I'm not too familiar with the specifics of DIVX, but I believe that was more along the lines of pay-per-view (like cable has had for years) but on a disc that you own. You own the disc containing encrypted gibberish, and you buy the ability to turn that into a movie. Also, I believe the discs were not tied to a single player, but rather each watching of a disc was tied to the player.

AnonJune 18, 2005 4:39 PM

[quote]
It's like buying a house but in order to use it you'd also have to pay rent.
[/quote]

This is what's called property tax. Don't pay the tax (rent), lose the house.

I remember DivX was the bright idea of Circuit City or The Good Guys, can't remember which since they're all the same. Anyways, the greedy bastards thought that it was somehow a good idea to sell you a product that you had to keep paying to use.

You could Pay-per-View for a few dollars, or buy a code that would unlock the disk permanently. The player had to be plugged into a phone line for verification, and I'd assume the code was not transferable to other machines.

And what happens when a vendor goes out of business? Does your media stop working since it can't verify that it's a 'legal' copy?

QuadroJune 20, 2005 12:35 PM

"This is what's called property tax. Don't pay the tax (rent), lose the house."

Not the same at all. Tax is imposed by the government, not the seller of the house. The rent analogy is correct, because the rent would go to the people you bought the house from, just like the DRM use fees would go to the people you bought the media from.

"or buy a code that would unlock the disk permanently."

I didn't know that.

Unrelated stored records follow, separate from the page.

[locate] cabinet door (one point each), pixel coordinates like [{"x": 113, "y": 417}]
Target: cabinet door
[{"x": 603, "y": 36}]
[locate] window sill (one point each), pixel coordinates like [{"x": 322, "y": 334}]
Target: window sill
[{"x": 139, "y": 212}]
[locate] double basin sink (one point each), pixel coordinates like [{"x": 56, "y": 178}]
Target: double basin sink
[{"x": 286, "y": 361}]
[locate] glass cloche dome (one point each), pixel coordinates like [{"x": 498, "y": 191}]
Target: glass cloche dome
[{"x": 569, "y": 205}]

I'm sure the permanent unlock code would be restricted to one machine, and the code to verify each pay-per-view showing would be as well, but (for just PPV) the disc should be capable of being activated independently for multiple viewings (paying each time) on several players.

"And what happens when a vendor goes out of business? Does your media stop working since it can't verify that it's a 'legal' copy?"
Yes. When Intuit started using activation for TurboTax a couple years ago, part of the backlash against it came from people who were concerned that their tax records would be useless if they were audited and could not reactivate the software.

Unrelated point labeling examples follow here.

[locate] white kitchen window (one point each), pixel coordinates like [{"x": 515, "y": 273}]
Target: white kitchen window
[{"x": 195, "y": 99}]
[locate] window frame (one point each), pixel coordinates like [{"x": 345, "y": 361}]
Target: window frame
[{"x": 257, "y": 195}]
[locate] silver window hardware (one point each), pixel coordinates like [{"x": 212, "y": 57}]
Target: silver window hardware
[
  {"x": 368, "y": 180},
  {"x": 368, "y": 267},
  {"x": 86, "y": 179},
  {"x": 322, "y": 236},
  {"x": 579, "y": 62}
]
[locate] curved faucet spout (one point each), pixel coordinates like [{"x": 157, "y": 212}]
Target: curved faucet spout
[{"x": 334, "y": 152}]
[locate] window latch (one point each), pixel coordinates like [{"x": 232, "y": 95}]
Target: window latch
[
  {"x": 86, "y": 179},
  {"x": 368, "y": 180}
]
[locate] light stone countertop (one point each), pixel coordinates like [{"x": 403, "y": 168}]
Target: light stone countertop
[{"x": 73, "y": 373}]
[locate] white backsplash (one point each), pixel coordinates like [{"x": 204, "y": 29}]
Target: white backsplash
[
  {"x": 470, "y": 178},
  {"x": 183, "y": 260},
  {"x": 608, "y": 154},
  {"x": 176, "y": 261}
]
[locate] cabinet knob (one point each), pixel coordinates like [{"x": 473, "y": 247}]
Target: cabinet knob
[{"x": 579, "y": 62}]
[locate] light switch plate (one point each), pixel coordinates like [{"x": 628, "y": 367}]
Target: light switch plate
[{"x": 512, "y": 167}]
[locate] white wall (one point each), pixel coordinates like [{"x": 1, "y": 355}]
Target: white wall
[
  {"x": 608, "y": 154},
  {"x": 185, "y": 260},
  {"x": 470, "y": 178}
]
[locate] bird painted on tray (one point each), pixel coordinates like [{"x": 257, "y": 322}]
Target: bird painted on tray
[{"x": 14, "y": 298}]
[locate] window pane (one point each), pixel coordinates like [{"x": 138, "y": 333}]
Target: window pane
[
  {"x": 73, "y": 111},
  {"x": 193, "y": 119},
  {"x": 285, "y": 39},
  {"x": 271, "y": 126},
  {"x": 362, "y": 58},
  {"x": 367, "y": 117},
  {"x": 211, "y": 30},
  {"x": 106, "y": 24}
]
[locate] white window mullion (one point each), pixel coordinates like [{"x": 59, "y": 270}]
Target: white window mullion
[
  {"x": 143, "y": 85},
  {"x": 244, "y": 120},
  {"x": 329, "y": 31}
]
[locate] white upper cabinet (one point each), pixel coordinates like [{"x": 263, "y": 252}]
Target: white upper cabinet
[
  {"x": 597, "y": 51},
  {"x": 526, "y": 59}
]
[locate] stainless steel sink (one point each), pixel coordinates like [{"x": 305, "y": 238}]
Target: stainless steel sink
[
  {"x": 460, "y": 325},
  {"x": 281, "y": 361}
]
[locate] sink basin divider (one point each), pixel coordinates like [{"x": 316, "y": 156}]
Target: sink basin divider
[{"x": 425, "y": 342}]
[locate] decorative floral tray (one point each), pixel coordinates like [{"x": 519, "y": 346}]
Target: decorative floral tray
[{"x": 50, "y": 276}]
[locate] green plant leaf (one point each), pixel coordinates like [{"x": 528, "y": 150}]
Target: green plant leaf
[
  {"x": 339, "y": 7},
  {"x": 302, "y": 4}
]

FiBakDRMOctober 5, 2005 5:49 PM

I agree all of you about DRM, TPM, etc...

I just want to add some experiences that I get from my PCs:
- Silently, they control all of your PC from router, firewalls, and NIC (network interface card). I catch and sniff "em when they trying to shutdown my PC's from remote distance, although I shut off all services in WinXP SP2, even turn off shutdown PC functions in Console Management, but they still can do that due to their DRM, TPM building in their drivers. In new Linksys router, they can turn on again when I turn off remote WAN access. VoilĂ  !!!

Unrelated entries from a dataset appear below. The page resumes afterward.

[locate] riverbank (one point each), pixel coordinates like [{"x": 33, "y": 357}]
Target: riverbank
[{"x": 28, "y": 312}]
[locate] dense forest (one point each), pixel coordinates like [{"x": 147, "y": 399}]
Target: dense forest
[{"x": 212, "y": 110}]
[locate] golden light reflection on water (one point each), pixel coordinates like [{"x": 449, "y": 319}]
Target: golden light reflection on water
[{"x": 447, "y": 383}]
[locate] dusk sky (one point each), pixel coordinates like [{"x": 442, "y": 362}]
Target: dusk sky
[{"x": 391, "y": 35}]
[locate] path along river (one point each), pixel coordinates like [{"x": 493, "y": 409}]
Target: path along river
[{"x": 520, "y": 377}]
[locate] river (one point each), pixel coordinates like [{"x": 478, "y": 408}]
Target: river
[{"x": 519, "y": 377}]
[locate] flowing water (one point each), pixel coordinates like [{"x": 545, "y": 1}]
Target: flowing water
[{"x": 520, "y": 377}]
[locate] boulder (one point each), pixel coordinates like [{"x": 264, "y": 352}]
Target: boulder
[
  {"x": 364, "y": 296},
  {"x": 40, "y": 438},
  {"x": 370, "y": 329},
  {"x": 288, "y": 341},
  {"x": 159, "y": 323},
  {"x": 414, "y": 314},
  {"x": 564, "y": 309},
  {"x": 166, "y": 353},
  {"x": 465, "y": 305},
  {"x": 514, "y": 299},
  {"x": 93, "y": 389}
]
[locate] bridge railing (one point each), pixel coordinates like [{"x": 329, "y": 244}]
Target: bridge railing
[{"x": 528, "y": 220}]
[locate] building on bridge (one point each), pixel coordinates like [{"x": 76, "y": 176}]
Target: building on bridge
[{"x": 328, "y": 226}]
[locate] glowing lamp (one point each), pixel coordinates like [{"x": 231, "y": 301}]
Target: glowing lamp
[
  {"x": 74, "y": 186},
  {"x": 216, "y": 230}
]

- ATI Video Card is nut, because they implaint all of DRM, Macrovision protection inside it drivers. That's why you cannot see the best video capture quality. They conflict with their concurrent Nvidia as well. If you have Nvidia card, and you want to test ATI card, just plugin and run as well, the problem appears only when you uninstall ATI drivers and use back your Nvidia card. Test it, Reverse it, and you will see it.

People please watch back many reviews and movies about invasion privacy on net and computer industry. They can change your life in total. You will be a criminal if they like you to be. You don't steal anything, but they can condemn you if they don't like you at all.

I won't upgrade PC anymore. I keep my PC's as long as people fight back all of these invasive stuffs out of my life, and ofcourse your lives too.

Thanks in reading my infos.

PS: Hope so my comment can remain as long as they will shutdown it. I try to write it as I can in many forums but apparently they delete my comments the day after. Hope so someone can read it. Thanks again!!!

PackagedBlueJanuary 14, 2010 4:12 PM

This article is dated June 11, 2005, for those using the last 100 comments listing.

Almost 5 years later, will DRM through trusted computing hit its target date of 2010? A tiny listing of 2010 IT history:

ACTA is being negotiated, and net neutrality is having issues with internet tv.

Hypervisor is the new spice, for you DUNE fans, even Redhat uses that term.

Google has threatened to pull out of China. The next 5 years will be interesting to see what happens with Global IP and computing.